On the other hand, there are many strategies for an IaaS provider to follow… Amazon is clearly going for lower prices and higher volume. That is a growth strategy, not a profit strategy (note that overall Amazon is traditionally quite good at growth and horrific at profit). This will have impacts – yes, even disruptive impacts – to the industry. Longer term it even has the potential to harm the industry! That will have to be discussed at a later time. But, simply put, when you have a company that is willing to sell at cost, there can be long term harm. I don’t believe AWS is selling anywhere close to cost… but Amazon does all the time! (& Jassy emphasizes they have the same DNA).
So what is the conclusion here? Am I trying to catch the obviously brilliant and talented Mr. Jassy on an accounting technicality? Not at all. Instead, I think it is important for the industry (IaaS customers, competitors and others) to understand the real underlying dynamics and economics for AWS and others. Cloud computing, particularly IaaS, is not currently a low gross margin game. Just look at Rackspace. However, Amazon is intent on making it that way.
Yet, contrary to what Jassy has said, I do not believe that AWS scale and related economies (which are likely real at least to some degree, and perhaps even significant) are driving what they claim as low gross margins. Their gross margins – whatever they are – represent a simple DECISION by AWS. A simple STRATEGIC decision! OK, I’m getting carried away with all the caps… but the passion is flowing! It is a decision to grow quickly at the cost of short-term profits. [and it sets up some interesting issues related to their long-term profits as well; more fodder for later…]

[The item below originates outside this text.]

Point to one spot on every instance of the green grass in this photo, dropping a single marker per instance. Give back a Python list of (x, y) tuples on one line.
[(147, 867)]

Will AWS drive the profits out of the IaaS industry? They are certainly adding to pricing pressure and raising barriers to entry. And there is absolutely an element of volume or scale that competitors must achieve to make a ton of money. But right now, we are a ways from an overall low gross margin or low profit industry within the IaaS industry. And there are plenty of innovators — such as ProfitBricks (InfiniBand, SDN), Cloud Provider USA (solid state drives) and SoftLayer (automated physical and virtual infrastructure) with competing strategies that enable higher gross margins and, longer term, a healthier industry. These providers and others are also having a major impact on the direction and outcome of the IaaS industry.
Whatever margins AWS is achieving — both gross and operating — I believe they are currently driven by a strategic decision, not by unmatched economies of scale.